The effects of NPs in spreading nanofluids, dynamically wetting and dewetting solid substrates and proposed mechanisms to interpret this behavior have been discussed by Sefiane et al [7]. The observed synergistic effect of silica NPs with nonionic and/or cationic surfactants in the formation and stabilization of submicron oil-in-water dispersions was attributed to the adsorption of surfactant on solid particles, resulting in a change in particle wettability [8]. Although the effects of NPs, or in combination with surfactants, on reducing the surface forces, resulting in the alteration of the dynamic wettability of solid substrates and the oil–water IFT, have been investigated, this has predominantly been directed towards emulsion stabilization [9–12]. Recently, Hung et al [13] have announced that NPs can be used for the formation of fine fixation and in improving the performance of surfactant structure fluids during propane treatment.
Enhanced oil recovery is always an important direction for the oil and gas industry worldwide, especially now when fossil energy resources have become much more expensive for production and discovery. In addition to the results obtained from the work on the effects of NPs and surfactants in emulsion stabilization, and the transportation of nanofluids in porous media, further systematic studies are needed to fully understand the interaction of phases existing in the reservoir medium in order to find potential application in oilfields.
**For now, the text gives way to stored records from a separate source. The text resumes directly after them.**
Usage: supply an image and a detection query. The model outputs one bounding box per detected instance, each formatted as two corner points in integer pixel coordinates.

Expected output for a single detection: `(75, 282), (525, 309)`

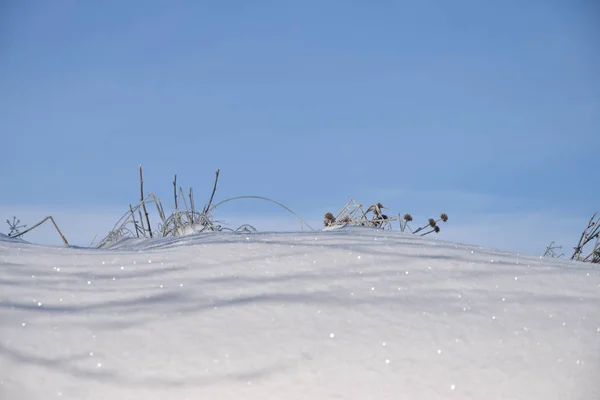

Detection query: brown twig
(140, 164), (152, 237)
(202, 169), (221, 214)
(13, 216), (69, 246)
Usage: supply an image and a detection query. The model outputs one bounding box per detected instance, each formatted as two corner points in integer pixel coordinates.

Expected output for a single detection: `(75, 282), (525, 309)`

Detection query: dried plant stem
(140, 164), (152, 237)
(13, 216), (69, 246)
(202, 169), (221, 214)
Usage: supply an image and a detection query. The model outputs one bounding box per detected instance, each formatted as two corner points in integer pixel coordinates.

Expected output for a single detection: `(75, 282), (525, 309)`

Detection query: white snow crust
(0, 228), (600, 400)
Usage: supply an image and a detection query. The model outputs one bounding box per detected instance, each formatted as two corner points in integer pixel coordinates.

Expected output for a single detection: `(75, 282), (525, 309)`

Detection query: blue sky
(0, 0), (600, 252)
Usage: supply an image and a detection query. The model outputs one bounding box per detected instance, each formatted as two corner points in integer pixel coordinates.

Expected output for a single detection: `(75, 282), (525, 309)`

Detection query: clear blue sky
(0, 0), (600, 251)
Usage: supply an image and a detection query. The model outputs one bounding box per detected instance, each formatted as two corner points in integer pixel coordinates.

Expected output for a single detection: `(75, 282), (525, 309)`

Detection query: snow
(0, 228), (600, 400)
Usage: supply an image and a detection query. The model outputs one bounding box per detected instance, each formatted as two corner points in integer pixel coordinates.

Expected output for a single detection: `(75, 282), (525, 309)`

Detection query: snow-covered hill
(0, 229), (600, 400)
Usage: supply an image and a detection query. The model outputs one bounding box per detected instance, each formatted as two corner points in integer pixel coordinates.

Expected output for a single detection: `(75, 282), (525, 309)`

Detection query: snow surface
(0, 228), (600, 400)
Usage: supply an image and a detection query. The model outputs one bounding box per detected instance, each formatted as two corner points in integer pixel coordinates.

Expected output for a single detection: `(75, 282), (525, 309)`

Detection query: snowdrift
(0, 228), (600, 400)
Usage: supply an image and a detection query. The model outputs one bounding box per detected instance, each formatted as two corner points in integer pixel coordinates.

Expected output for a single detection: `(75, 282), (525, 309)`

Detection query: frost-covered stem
(189, 187), (195, 214)
(571, 213), (600, 261)
(13, 215), (69, 246)
(140, 164), (152, 237)
(179, 186), (193, 224)
(129, 204), (140, 238)
(173, 175), (177, 211)
(202, 169), (221, 214)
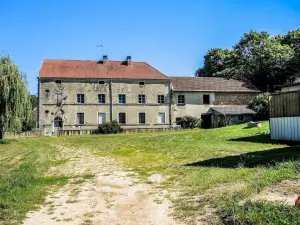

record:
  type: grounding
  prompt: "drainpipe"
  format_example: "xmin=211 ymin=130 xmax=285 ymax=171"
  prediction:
xmin=37 ymin=78 xmax=41 ymax=129
xmin=168 ymin=79 xmax=173 ymax=126
xmin=109 ymin=77 xmax=112 ymax=121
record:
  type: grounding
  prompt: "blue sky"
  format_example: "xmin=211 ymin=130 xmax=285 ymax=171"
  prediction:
xmin=0 ymin=0 xmax=300 ymax=94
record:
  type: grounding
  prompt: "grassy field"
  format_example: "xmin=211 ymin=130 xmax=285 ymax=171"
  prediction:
xmin=0 ymin=123 xmax=300 ymax=224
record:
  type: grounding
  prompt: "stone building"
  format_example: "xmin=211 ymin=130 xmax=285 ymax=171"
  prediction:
xmin=38 ymin=56 xmax=171 ymax=132
xmin=38 ymin=56 xmax=257 ymax=132
xmin=171 ymin=77 xmax=259 ymax=128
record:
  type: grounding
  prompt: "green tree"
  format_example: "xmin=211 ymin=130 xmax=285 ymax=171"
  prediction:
xmin=196 ymin=31 xmax=300 ymax=92
xmin=30 ymin=95 xmax=38 ymax=109
xmin=0 ymin=56 xmax=32 ymax=136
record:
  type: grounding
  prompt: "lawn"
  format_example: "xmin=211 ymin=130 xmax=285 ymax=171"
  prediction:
xmin=0 ymin=123 xmax=300 ymax=224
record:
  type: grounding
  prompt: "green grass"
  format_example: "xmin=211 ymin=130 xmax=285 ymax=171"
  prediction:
xmin=221 ymin=201 xmax=300 ymax=225
xmin=0 ymin=139 xmax=67 ymax=224
xmin=0 ymin=123 xmax=300 ymax=224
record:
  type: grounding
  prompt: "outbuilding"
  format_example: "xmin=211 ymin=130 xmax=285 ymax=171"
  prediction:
xmin=269 ymin=91 xmax=300 ymax=141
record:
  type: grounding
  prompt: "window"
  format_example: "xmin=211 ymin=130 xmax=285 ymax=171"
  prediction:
xmin=139 ymin=113 xmax=146 ymax=124
xmin=178 ymin=95 xmax=185 ymax=104
xmin=77 ymin=94 xmax=84 ymax=104
xmin=203 ymin=95 xmax=210 ymax=105
xmin=45 ymin=89 xmax=50 ymax=98
xmin=98 ymin=94 xmax=105 ymax=104
xmin=77 ymin=113 xmax=84 ymax=124
xmin=139 ymin=95 xmax=146 ymax=104
xmin=98 ymin=113 xmax=106 ymax=124
xmin=176 ymin=117 xmax=183 ymax=126
xmin=119 ymin=113 xmax=126 ymax=124
xmin=157 ymin=95 xmax=165 ymax=104
xmin=157 ymin=112 xmax=166 ymax=124
xmin=119 ymin=95 xmax=126 ymax=104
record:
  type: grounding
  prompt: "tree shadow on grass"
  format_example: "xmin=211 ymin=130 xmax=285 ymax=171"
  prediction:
xmin=0 ymin=139 xmax=12 ymax=145
xmin=228 ymin=133 xmax=300 ymax=146
xmin=185 ymin=146 xmax=300 ymax=168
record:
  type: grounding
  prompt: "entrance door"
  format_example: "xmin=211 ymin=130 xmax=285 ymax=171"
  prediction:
xmin=201 ymin=115 xmax=211 ymax=128
xmin=54 ymin=116 xmax=63 ymax=132
xmin=98 ymin=113 xmax=106 ymax=124
xmin=157 ymin=113 xmax=166 ymax=124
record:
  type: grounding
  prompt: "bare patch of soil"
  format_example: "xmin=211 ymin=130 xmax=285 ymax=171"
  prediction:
xmin=23 ymin=145 xmax=178 ymax=225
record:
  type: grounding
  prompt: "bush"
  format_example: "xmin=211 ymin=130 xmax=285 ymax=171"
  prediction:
xmin=99 ymin=120 xmax=123 ymax=134
xmin=248 ymin=92 xmax=270 ymax=120
xmin=182 ymin=116 xmax=201 ymax=129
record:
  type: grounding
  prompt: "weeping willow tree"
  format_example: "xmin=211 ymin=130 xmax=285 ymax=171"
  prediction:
xmin=0 ymin=56 xmax=32 ymax=138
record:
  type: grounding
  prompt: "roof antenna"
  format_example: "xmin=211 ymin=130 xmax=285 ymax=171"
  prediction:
xmin=96 ymin=45 xmax=104 ymax=58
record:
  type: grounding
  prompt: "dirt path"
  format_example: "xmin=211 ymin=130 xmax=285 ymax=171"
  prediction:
xmin=24 ymin=147 xmax=177 ymax=225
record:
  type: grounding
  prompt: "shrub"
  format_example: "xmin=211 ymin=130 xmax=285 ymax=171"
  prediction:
xmin=182 ymin=116 xmax=201 ymax=129
xmin=248 ymin=92 xmax=270 ymax=120
xmin=99 ymin=120 xmax=123 ymax=134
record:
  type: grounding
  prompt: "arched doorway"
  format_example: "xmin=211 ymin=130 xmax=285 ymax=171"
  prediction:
xmin=54 ymin=116 xmax=63 ymax=132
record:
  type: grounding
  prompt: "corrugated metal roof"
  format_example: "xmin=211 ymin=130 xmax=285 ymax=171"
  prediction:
xmin=211 ymin=105 xmax=256 ymax=115
xmin=171 ymin=77 xmax=259 ymax=92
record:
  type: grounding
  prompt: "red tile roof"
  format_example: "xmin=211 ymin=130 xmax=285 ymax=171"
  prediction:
xmin=39 ymin=60 xmax=169 ymax=80
xmin=171 ymin=77 xmax=259 ymax=92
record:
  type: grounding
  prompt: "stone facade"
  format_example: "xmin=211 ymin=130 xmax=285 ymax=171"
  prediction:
xmin=172 ymin=91 xmax=257 ymax=124
xmin=281 ymin=84 xmax=300 ymax=92
xmin=39 ymin=78 xmax=171 ymax=132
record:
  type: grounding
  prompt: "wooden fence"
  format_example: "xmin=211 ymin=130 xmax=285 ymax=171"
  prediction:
xmin=269 ymin=91 xmax=300 ymax=118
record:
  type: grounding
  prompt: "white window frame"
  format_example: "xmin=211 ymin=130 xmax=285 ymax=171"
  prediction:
xmin=76 ymin=112 xmax=85 ymax=126
xmin=177 ymin=95 xmax=185 ymax=105
xmin=202 ymin=94 xmax=211 ymax=105
xmin=137 ymin=112 xmax=146 ymax=124
xmin=98 ymin=94 xmax=106 ymax=104
xmin=157 ymin=112 xmax=166 ymax=124
xmin=138 ymin=95 xmax=146 ymax=104
xmin=97 ymin=112 xmax=106 ymax=124
xmin=157 ymin=95 xmax=166 ymax=104
xmin=76 ymin=94 xmax=85 ymax=104
xmin=118 ymin=94 xmax=126 ymax=104
xmin=118 ymin=112 xmax=128 ymax=124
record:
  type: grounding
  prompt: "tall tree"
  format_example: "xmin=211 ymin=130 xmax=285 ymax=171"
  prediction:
xmin=232 ymin=31 xmax=294 ymax=91
xmin=196 ymin=31 xmax=300 ymax=92
xmin=196 ymin=48 xmax=232 ymax=77
xmin=0 ymin=56 xmax=32 ymax=136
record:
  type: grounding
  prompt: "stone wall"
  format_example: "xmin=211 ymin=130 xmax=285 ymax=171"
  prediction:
xmin=39 ymin=79 xmax=170 ymax=129
xmin=3 ymin=131 xmax=44 ymax=139
xmin=214 ymin=92 xmax=258 ymax=105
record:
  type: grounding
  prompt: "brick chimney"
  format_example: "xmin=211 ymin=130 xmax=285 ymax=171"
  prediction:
xmin=102 ymin=55 xmax=108 ymax=65
xmin=126 ymin=56 xmax=131 ymax=66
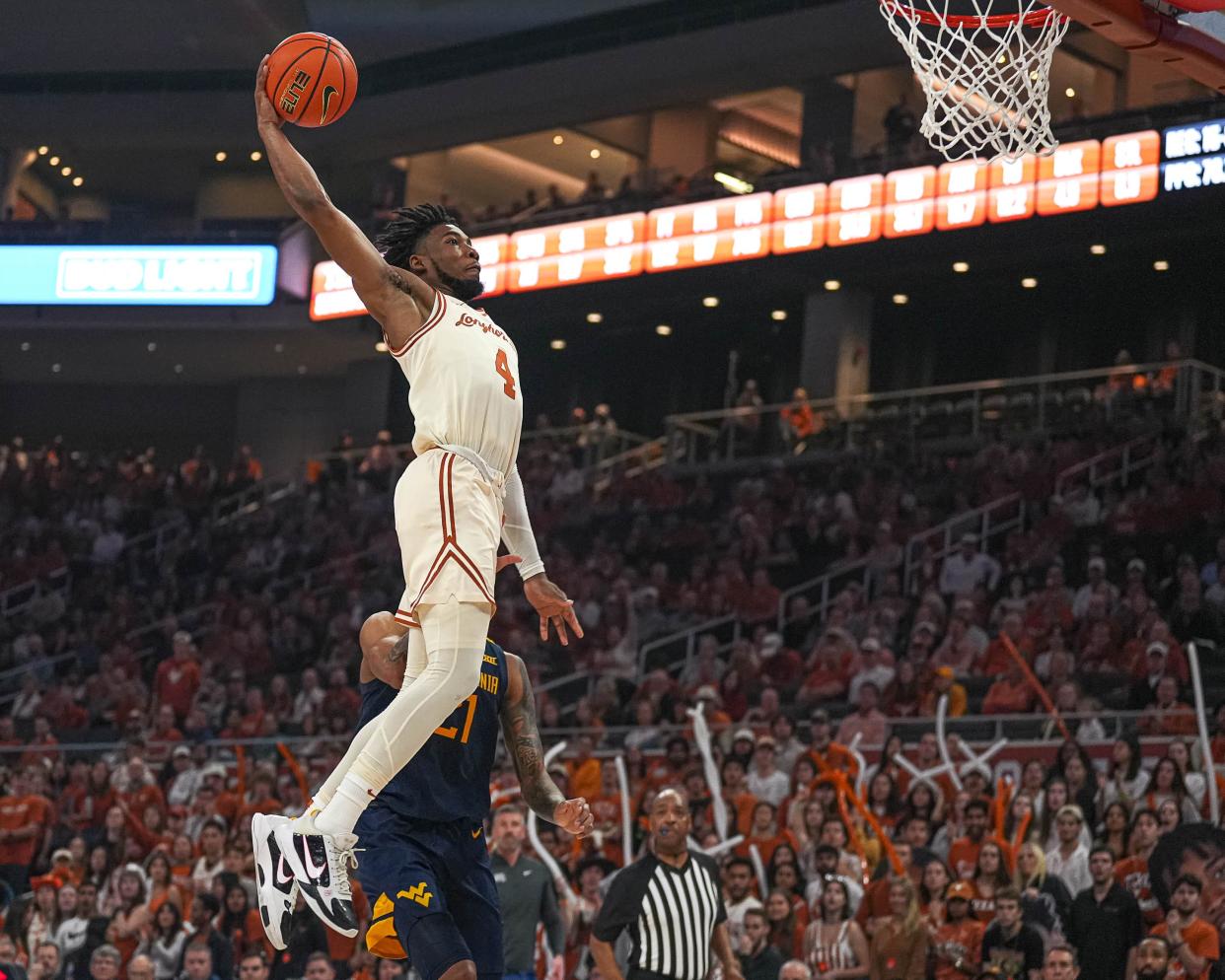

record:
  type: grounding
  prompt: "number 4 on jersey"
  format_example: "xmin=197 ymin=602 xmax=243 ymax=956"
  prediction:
xmin=494 ymin=349 xmax=515 ymax=399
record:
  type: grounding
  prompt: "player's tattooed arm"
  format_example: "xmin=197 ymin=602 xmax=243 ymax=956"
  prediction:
xmin=502 ymin=656 xmax=566 ymax=822
xmin=502 ymin=653 xmax=596 ymax=837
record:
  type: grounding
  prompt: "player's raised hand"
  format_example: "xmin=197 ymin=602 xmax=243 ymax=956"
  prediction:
xmin=254 ymin=55 xmax=285 ymax=130
xmin=523 ymin=572 xmax=583 ymax=647
xmin=552 ymin=797 xmax=596 ymax=837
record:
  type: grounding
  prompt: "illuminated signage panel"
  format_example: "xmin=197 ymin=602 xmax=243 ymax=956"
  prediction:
xmin=0 ymin=245 xmax=277 ymax=307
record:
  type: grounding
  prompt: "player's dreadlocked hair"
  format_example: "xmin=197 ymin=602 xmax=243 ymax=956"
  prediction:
xmin=375 ymin=204 xmax=456 ymax=268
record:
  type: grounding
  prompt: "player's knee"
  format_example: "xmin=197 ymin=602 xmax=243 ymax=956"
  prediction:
xmin=439 ymin=959 xmax=476 ymax=980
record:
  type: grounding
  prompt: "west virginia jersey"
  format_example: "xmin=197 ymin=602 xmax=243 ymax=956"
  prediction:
xmin=355 ymin=641 xmax=508 ymax=980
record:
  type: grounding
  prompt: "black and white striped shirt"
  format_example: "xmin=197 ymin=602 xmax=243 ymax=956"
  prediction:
xmin=592 ymin=852 xmax=728 ymax=980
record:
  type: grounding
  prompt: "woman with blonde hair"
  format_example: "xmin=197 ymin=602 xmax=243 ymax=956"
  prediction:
xmin=869 ymin=877 xmax=927 ymax=980
xmin=1013 ymin=840 xmax=1072 ymax=942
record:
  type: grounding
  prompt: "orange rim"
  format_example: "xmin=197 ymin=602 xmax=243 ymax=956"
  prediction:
xmin=881 ymin=0 xmax=1066 ymax=27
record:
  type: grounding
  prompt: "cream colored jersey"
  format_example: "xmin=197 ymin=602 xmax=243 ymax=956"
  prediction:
xmin=391 ymin=292 xmax=523 ymax=474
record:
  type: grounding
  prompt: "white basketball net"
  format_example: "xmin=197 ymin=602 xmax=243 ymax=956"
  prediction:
xmin=880 ymin=0 xmax=1069 ymax=161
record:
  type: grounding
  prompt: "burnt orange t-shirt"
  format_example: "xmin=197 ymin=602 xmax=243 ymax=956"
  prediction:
xmin=948 ymin=837 xmax=986 ymax=880
xmin=1150 ymin=919 xmax=1221 ymax=980
xmin=1115 ymin=858 xmax=1165 ymax=929
xmin=0 ymin=795 xmax=52 ymax=868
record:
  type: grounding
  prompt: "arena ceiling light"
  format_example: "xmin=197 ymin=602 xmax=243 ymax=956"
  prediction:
xmin=714 ymin=171 xmax=754 ymax=193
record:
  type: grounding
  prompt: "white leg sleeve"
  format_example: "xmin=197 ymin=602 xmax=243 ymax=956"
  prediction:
xmin=308 ymin=630 xmax=425 ymax=812
xmin=351 ymin=597 xmax=489 ymax=794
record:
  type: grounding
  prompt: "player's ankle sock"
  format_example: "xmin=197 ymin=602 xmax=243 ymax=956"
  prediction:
xmin=315 ymin=772 xmax=375 ymax=835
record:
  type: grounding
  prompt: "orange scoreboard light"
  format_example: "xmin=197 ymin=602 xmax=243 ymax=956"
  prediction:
xmin=647 ymin=192 xmax=774 ymax=272
xmin=885 ymin=167 xmax=936 ymax=238
xmin=507 ymin=211 xmax=647 ymax=293
xmin=1102 ymin=130 xmax=1161 ymax=207
xmin=301 ymin=121 xmax=1200 ymax=319
xmin=826 ymin=174 xmax=885 ymax=246
xmin=1038 ymin=140 xmax=1102 ymax=214
xmin=770 ymin=183 xmax=829 ymax=254
xmin=936 ymin=161 xmax=987 ymax=232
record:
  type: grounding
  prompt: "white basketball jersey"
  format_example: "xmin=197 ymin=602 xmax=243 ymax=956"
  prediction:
xmin=391 ymin=292 xmax=523 ymax=474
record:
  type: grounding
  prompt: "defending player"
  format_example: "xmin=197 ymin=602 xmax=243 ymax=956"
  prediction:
xmin=252 ymin=590 xmax=593 ymax=980
xmin=254 ymin=57 xmax=583 ymax=936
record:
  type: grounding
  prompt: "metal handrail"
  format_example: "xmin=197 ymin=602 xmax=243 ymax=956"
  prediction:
xmin=0 ymin=565 xmax=72 ymax=618
xmin=1054 ymin=435 xmax=1161 ymax=496
xmin=667 ymin=358 xmax=1225 ymax=431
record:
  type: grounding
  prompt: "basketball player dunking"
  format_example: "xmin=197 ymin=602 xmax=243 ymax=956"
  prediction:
xmin=252 ymin=557 xmax=593 ymax=980
xmin=254 ymin=57 xmax=583 ymax=936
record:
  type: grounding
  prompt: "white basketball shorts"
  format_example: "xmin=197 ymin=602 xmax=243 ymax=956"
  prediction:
xmin=396 ymin=450 xmax=502 ymax=626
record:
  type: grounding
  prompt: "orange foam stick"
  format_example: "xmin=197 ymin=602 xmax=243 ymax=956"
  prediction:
xmin=999 ymin=632 xmax=1072 ymax=738
xmin=277 ymin=742 xmax=310 ymax=802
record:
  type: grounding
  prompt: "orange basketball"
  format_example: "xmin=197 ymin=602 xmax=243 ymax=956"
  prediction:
xmin=266 ymin=31 xmax=358 ymax=127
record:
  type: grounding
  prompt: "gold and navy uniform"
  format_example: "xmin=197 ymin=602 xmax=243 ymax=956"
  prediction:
xmin=355 ymin=641 xmax=508 ymax=980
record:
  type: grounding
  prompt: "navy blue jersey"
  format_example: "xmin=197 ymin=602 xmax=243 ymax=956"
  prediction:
xmin=358 ymin=640 xmax=508 ymax=825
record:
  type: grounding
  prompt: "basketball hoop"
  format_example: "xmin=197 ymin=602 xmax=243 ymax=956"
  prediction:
xmin=880 ymin=0 xmax=1069 ymax=161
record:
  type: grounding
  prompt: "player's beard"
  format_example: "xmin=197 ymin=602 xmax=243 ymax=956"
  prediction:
xmin=439 ymin=269 xmax=485 ymax=303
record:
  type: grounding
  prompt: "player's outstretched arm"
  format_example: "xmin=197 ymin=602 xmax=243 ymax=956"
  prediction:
xmin=502 ymin=653 xmax=594 ymax=837
xmin=254 ymin=55 xmax=434 ymax=340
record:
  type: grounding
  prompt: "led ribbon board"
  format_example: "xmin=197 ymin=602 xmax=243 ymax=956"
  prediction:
xmin=311 ymin=120 xmax=1195 ymax=319
xmin=0 ymin=245 xmax=277 ymax=307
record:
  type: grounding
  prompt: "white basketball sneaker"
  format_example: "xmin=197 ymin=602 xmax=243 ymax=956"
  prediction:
xmin=272 ymin=817 xmax=358 ymax=936
xmin=252 ymin=813 xmax=298 ymax=949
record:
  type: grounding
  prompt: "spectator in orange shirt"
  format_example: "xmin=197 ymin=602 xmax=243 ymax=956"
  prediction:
xmin=919 ymin=666 xmax=969 ymax=720
xmin=0 ymin=769 xmax=55 ymax=894
xmin=809 ymin=708 xmax=859 ymax=777
xmin=977 ymin=612 xmax=1029 ymax=677
xmin=982 ymin=663 xmax=1034 ymax=714
xmin=948 ymin=799 xmax=988 ymax=880
xmin=153 ymin=630 xmax=199 ymax=722
xmin=1139 ymin=675 xmax=1195 ymax=735
xmin=722 ymin=756 xmax=757 ymax=834
xmin=778 ymin=388 xmax=817 ymax=455
xmin=1153 ymin=875 xmax=1221 ymax=980
xmin=932 ymin=880 xmax=986 ymax=980
xmin=566 ymin=735 xmax=603 ymax=799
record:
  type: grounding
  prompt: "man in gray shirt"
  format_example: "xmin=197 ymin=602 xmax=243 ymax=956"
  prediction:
xmin=490 ymin=806 xmax=566 ymax=980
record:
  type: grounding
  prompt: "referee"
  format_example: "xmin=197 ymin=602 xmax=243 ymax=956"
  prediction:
xmin=591 ymin=789 xmax=744 ymax=980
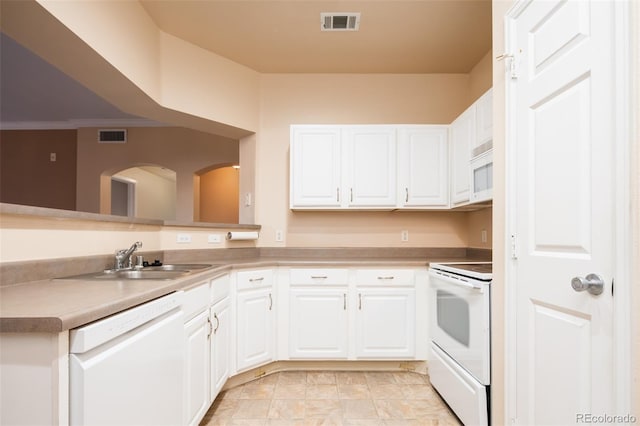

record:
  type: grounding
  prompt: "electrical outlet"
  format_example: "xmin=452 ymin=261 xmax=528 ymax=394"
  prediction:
xmin=176 ymin=234 xmax=191 ymax=244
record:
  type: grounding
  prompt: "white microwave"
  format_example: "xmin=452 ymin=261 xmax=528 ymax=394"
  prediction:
xmin=471 ymin=150 xmax=493 ymax=203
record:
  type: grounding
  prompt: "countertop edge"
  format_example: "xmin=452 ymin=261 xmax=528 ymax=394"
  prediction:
xmin=0 ymin=253 xmax=490 ymax=333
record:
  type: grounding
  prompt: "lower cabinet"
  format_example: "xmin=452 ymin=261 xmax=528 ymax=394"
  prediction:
xmin=235 ymin=269 xmax=275 ymax=372
xmin=182 ymin=282 xmax=211 ymax=425
xmin=184 ymin=311 xmax=210 ymax=425
xmin=356 ymin=287 xmax=416 ymax=359
xmin=289 ymin=287 xmax=349 ymax=359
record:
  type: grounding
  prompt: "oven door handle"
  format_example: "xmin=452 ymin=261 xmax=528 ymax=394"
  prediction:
xmin=429 ymin=271 xmax=484 ymax=293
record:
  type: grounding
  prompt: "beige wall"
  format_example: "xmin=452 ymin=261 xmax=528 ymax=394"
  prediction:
xmin=77 ymin=127 xmax=238 ymax=221
xmin=117 ymin=167 xmax=176 ymax=220
xmin=491 ymin=0 xmax=513 ymax=425
xmin=200 ymin=167 xmax=239 ymax=223
xmin=0 ymin=130 xmax=76 ymax=210
xmin=255 ymin=74 xmax=489 ymax=247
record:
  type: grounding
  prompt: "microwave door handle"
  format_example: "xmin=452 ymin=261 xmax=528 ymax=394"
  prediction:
xmin=429 ymin=272 xmax=484 ymax=293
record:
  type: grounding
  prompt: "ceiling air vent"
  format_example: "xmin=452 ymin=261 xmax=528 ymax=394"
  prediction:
xmin=98 ymin=129 xmax=127 ymax=143
xmin=320 ymin=13 xmax=360 ymax=31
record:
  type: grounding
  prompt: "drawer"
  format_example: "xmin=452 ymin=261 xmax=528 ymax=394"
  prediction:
xmin=356 ymin=268 xmax=415 ymax=286
xmin=289 ymin=268 xmax=349 ymax=285
xmin=182 ymin=283 xmax=209 ymax=322
xmin=236 ymin=269 xmax=273 ymax=290
xmin=211 ymin=274 xmax=231 ymax=305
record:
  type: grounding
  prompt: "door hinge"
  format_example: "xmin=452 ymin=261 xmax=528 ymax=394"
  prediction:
xmin=496 ymin=49 xmax=522 ymax=80
xmin=511 ymin=234 xmax=518 ymax=260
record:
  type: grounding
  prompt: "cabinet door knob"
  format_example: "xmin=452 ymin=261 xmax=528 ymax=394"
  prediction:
xmin=213 ymin=312 xmax=220 ymax=334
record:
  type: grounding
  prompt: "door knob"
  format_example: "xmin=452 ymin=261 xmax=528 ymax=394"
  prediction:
xmin=571 ymin=274 xmax=604 ymax=296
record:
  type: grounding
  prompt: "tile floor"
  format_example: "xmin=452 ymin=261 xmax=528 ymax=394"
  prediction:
xmin=200 ymin=371 xmax=461 ymax=426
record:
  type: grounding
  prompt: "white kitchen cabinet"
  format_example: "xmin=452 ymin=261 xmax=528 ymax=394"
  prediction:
xmin=356 ymin=269 xmax=416 ymax=359
xmin=289 ymin=288 xmax=348 ymax=359
xmin=288 ymin=268 xmax=349 ymax=359
xmin=343 ymin=126 xmax=396 ymax=209
xmin=182 ymin=282 xmax=211 ymax=425
xmin=184 ymin=311 xmax=211 ymax=425
xmin=209 ymin=275 xmax=232 ymax=402
xmin=290 ymin=126 xmax=344 ymax=209
xmin=235 ymin=269 xmax=275 ymax=372
xmin=450 ymin=105 xmax=476 ymax=207
xmin=209 ymin=297 xmax=231 ymax=400
xmin=397 ymin=125 xmax=449 ymax=208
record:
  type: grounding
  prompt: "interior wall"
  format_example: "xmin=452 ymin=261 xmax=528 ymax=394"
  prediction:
xmin=467 ymin=207 xmax=493 ymax=249
xmin=255 ymin=73 xmax=490 ymax=247
xmin=200 ymin=167 xmax=240 ymax=223
xmin=77 ymin=127 xmax=239 ymax=222
xmin=0 ymin=130 xmax=76 ymax=210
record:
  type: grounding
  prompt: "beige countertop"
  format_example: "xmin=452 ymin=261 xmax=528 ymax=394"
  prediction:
xmin=0 ymin=250 xmax=490 ymax=333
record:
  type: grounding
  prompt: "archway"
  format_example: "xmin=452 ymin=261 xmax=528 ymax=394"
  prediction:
xmin=111 ymin=165 xmax=176 ymax=220
xmin=194 ymin=164 xmax=240 ymax=223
In South-East Asia, a large amount of crude oil is produced from offshore fractured granite-diorite basement reservoirs. This kind of reservoir is characterized by the heterogeneous porosity and permeability of the reservoir rock matrix. There are also extreme conditions often accompanied by high temperatures in reservoirs, high salinity and high levels of hardness in sea water. After the initial period of crude oil production, where oil produced by its own energy has been exhausted, water flooding is generally applied to maintain downhole pressure. This is the cheapest and most readily available technology but it is not very effective in producing highly viscous crude oil, like the Dragon South-East (DSE). Besides having the common feature of South-East Asian offshore fractured granite-diorite basement reservoirs, DSE crude oil also has high resin and asphaltene content, which causes its viscosity to be much higher compared with other paraffinic crude oil in this area. The highly viscous oil film sticks to the walls of micro channels in the matrix and produces oil-wet rock surfaces, while the difference of about five times in viscosity of crude oil and brine (1.969 mPa s versus 0.308 mPa s accordingly) under reservoir conditions makes water channeling a problem and results in poor sweep efficiency. These phenomena allow a large part of the crude oil to remain trapped and unswept from the reservoir. Continuing our series of investigating surfactant injection for EOR in the DSE basement reservoir, our aim is to investigate the effects of SiO 2 NPs and their mixtures with surfactants on the capacity of reducing the crude oil-brine IFT and altering reservoir rock surface wetting behaviors, the two most prominent factors affecting the effectiveness of oil displacement. We have found very promising results in the obvious synergy, appearing in blending SiO 2 and specific surfactants with high hydrophobic tails, causing IFT reduction to ultra-low values. Further testing showed that some of these blends were quite thermo stable and adsorbed less onto the reservoir rock surface.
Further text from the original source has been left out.